Since NULL is the place holder for UNKNOWN there is no way to evaluate the statement other than UNKNOWN or NULL!
This must also carry through for string manipulation as well.
For example:
select 'here' + 'is ' + NULL
returns NULL.
Again it is the old how can you concatenate something to the unknown problem.
Now with all this in our little busy heads we finally think we
understand the problem in it’s fullness, but we don’t (or I always
don’t).
Where things can get really sticky is in any kind of aggregate
situation SUM(), AVG(). Generally, all aggregations have a NULL
elimination step built into them.
So lets say we have a table that looks like this:
Col001 | Col002 |
100 | 100 |
200 | 200 |
300 | 300 |
NULL | 0 |
(this isn’t an article on table design so don’t sweat the lack of a key or the duplicate data in both columns)
create table myNumbers
(
Col001 int,
Col002 int
)
go
insert into myNumbers (Col001,Col002) VALUES (100,100)
insert into myNumbers (Col001,Col002) VALUES (200,200)
insert into myNumbers (Col001,Col002) VALUES (300,300)
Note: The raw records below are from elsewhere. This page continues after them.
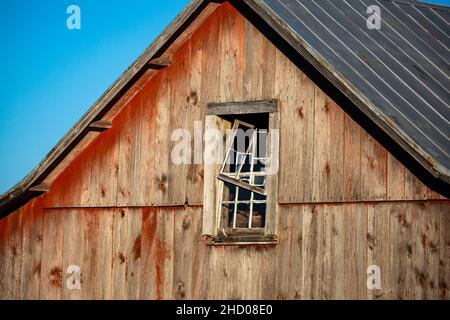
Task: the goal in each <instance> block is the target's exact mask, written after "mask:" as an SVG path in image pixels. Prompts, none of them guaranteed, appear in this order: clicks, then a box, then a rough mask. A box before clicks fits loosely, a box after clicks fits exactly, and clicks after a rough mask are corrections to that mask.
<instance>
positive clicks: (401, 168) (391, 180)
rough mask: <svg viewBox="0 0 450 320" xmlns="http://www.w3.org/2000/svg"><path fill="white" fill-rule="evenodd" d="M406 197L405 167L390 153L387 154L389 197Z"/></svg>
mask: <svg viewBox="0 0 450 320" xmlns="http://www.w3.org/2000/svg"><path fill="white" fill-rule="evenodd" d="M404 198H405V167H404V166H403V165H402V164H401V163H400V162H399V161H398V160H397V159H395V157H394V156H393V155H391V154H390V153H388V154H387V199H388V200H403V199H404Z"/></svg>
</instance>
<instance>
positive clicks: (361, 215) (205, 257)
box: [0, 201, 450, 299]
mask: <svg viewBox="0 0 450 320" xmlns="http://www.w3.org/2000/svg"><path fill="white" fill-rule="evenodd" d="M449 210H450V203H449V202H439V203H436V202H431V201H425V202H422V201H417V202H416V201H414V202H393V203H378V204H377V203H374V204H321V205H317V204H304V205H283V206H281V207H280V211H279V215H278V227H279V230H278V231H279V235H280V243H279V244H278V245H277V246H267V247H265V246H259V247H258V246H250V247H210V246H206V245H205V243H204V241H203V240H202V238H201V221H202V216H201V215H202V209H201V207H186V208H185V207H177V208H175V207H166V208H134V209H92V208H91V209H72V210H61V209H46V210H45V211H44V213H43V215H42V214H38V215H36V214H35V213H33V212H32V211H31V210H29V209H27V207H25V208H24V209H21V210H20V212H18V213H16V214H14V215H12V216H10V217H8V218H6V219H4V220H2V221H0V231H1V237H2V239H1V242H0V259H1V260H0V261H1V262H2V263H1V264H0V298H1V299H12V298H16V299H18V298H23V299H111V298H112V299H206V298H209V299H230V298H233V299H343V298H350V299H449V296H448V286H449V283H450V278H449V272H448V270H449V267H450V247H449V245H450V215H449V214H448V213H449ZM34 212H37V211H34ZM26 221H27V222H26ZM28 221H30V222H31V221H33V222H35V223H33V224H31V223H28ZM30 243H32V244H33V245H32V246H31V245H30ZM372 264H374V265H378V266H380V267H381V280H382V288H381V290H373V291H372V290H367V287H366V281H367V276H368V275H367V274H366V270H367V267H368V266H369V265H372ZM70 265H78V266H80V268H81V271H82V284H81V290H68V289H67V286H66V281H67V277H68V274H66V270H67V268H68V266H70Z"/></svg>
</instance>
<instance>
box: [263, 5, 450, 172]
mask: <svg viewBox="0 0 450 320" xmlns="http://www.w3.org/2000/svg"><path fill="white" fill-rule="evenodd" d="M255 2H259V3H260V4H259V5H260V6H261V7H262V8H263V9H264V11H267V12H270V15H272V16H274V19H275V20H276V21H277V23H279V24H281V25H283V27H284V28H285V29H286V30H288V32H290V33H291V34H293V35H294V37H296V40H297V41H298V42H299V43H300V44H302V46H303V47H304V48H305V50H307V51H308V52H309V53H310V54H311V55H312V56H313V57H314V58H315V59H317V60H318V61H319V62H320V63H321V64H322V65H323V66H324V67H325V68H326V69H328V71H329V72H331V73H332V74H333V75H334V76H336V78H338V79H339V80H340V81H341V82H343V83H344V84H345V86H346V87H347V88H349V89H350V90H351V91H352V93H354V94H355V95H356V96H358V97H359V98H360V99H361V100H363V101H364V102H365V104H366V105H367V106H368V107H369V108H370V109H372V110H371V111H372V114H373V115H376V116H379V117H380V119H383V121H384V122H385V124H386V125H387V126H388V127H389V128H390V129H392V130H393V131H394V132H395V133H396V134H398V136H399V137H400V138H401V139H403V140H404V142H405V143H406V144H408V145H409V147H410V148H411V149H414V150H415V151H416V152H418V153H420V155H421V156H422V157H423V158H424V159H426V161H428V162H429V164H430V166H431V167H432V168H434V169H435V170H436V171H438V172H439V173H440V174H441V175H445V176H446V177H447V178H448V177H449V173H450V105H449V104H450V65H449V62H450V38H449V35H450V8H448V7H441V6H436V5H428V4H423V3H418V2H415V1H398V0H397V1H395V0H315V1H311V0H260V1H255ZM371 5H377V6H379V8H380V10H381V29H379V30H377V29H373V30H370V29H369V28H368V27H367V18H368V17H369V14H367V13H366V12H367V8H368V7H369V6H371ZM264 7H265V8H264ZM439 173H438V174H439ZM435 174H436V173H435Z"/></svg>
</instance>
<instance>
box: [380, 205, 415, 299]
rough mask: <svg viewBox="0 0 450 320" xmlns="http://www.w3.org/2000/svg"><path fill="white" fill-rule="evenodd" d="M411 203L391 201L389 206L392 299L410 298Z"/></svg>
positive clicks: (410, 254)
mask: <svg viewBox="0 0 450 320" xmlns="http://www.w3.org/2000/svg"><path fill="white" fill-rule="evenodd" d="M411 209H412V205H411V204H407V203H392V204H391V205H390V208H389V219H390V220H389V226H390V236H389V238H390V259H391V260H390V266H391V269H390V270H389V274H387V275H386V274H385V276H389V277H390V284H391V285H392V287H393V288H394V291H395V292H393V293H392V296H391V298H392V299H412V298H413V297H412V296H411V290H410V289H411V287H410V282H411V280H412V279H413V276H412V243H411V242H412V228H413V212H412V210H411Z"/></svg>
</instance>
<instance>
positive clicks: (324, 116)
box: [313, 86, 344, 201]
mask: <svg viewBox="0 0 450 320" xmlns="http://www.w3.org/2000/svg"><path fill="white" fill-rule="evenodd" d="M315 92H316V93H315V121H314V128H315V130H314V146H315V147H314V180H313V201H341V200H342V198H343V183H344V177H343V169H344V163H343V161H344V158H343V154H344V152H343V151H344V145H343V141H344V114H343V111H342V110H341V109H340V108H339V107H338V106H337V105H336V104H335V103H334V102H333V101H332V100H330V98H328V97H327V96H326V95H325V93H324V92H323V91H322V90H320V88H318V87H317V86H316V89H315ZM319 128H320V129H319Z"/></svg>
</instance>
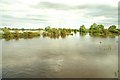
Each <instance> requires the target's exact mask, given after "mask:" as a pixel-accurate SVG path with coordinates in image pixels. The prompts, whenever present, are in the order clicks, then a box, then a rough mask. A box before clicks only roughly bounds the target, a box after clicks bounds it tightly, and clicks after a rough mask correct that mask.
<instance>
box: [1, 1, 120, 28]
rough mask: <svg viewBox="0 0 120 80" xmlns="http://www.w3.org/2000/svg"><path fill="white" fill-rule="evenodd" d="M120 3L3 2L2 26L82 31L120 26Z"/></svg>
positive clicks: (59, 1) (2, 5)
mask: <svg viewBox="0 0 120 80" xmlns="http://www.w3.org/2000/svg"><path fill="white" fill-rule="evenodd" d="M118 1H119V0H0V26H1V27H4V26H9V27H17V28H44V27H46V26H51V27H66V28H79V27H80V25H83V24H84V25H85V26H86V27H88V28H89V26H90V25H91V24H93V23H98V24H104V25H105V26H106V27H109V26H110V25H113V24H114V25H118Z"/></svg>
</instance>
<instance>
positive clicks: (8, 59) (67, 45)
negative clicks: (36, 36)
mask: <svg viewBox="0 0 120 80" xmlns="http://www.w3.org/2000/svg"><path fill="white" fill-rule="evenodd" d="M2 45H3V46H2V50H3V52H2V53H3V59H2V60H3V65H2V66H3V67H2V69H3V73H2V75H3V77H4V78H41V77H46V78H65V77H69V78H114V77H117V76H118V75H117V72H118V37H116V38H95V37H90V36H89V35H86V36H80V35H79V34H76V35H73V36H69V37H66V38H64V39H62V38H59V39H50V38H43V37H38V38H33V39H20V40H10V41H6V40H2Z"/></svg>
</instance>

insert into myNumbers (Col001,Col002) VALUES (NULL,300)
select avg(Col001) from myNumbers
select avg(Col002) from myNumbers
We get:
-----------
200
Warning: Null value is eliminated by an aggregate or other SET operation.
(1 row(s) affected)
-----------
225
(1 row(s) affected)
What happens when the evaluation of the aggregation occurs there is
no way to evaluate the NULL so that row is dropped and all the sudden
you numbers look horribly wrong.
If I hadn’t put this to output to text we may have merrily trucked
along and accepted that 200 was what we were expecting and not the 255
we really wanted due to the treatment of the NULL.
Since it is a warning and not an error our program won’t complain
ether it will be more than happy to accept the result since it is valid
one.
The only exception to this in general is using COUNT() since you can
count a place holder just like you would a value type it isn’t
evaluating the data held just that a row exists whether we know what is
is in it or not.
I’ve only just scratched the surface of the unknown with this little
post. I haven’t covered grouping or JOIN’s and I may in a later post.
My goal is simply to remind myself that dealing with NULL is never a trivial matter.
-Wes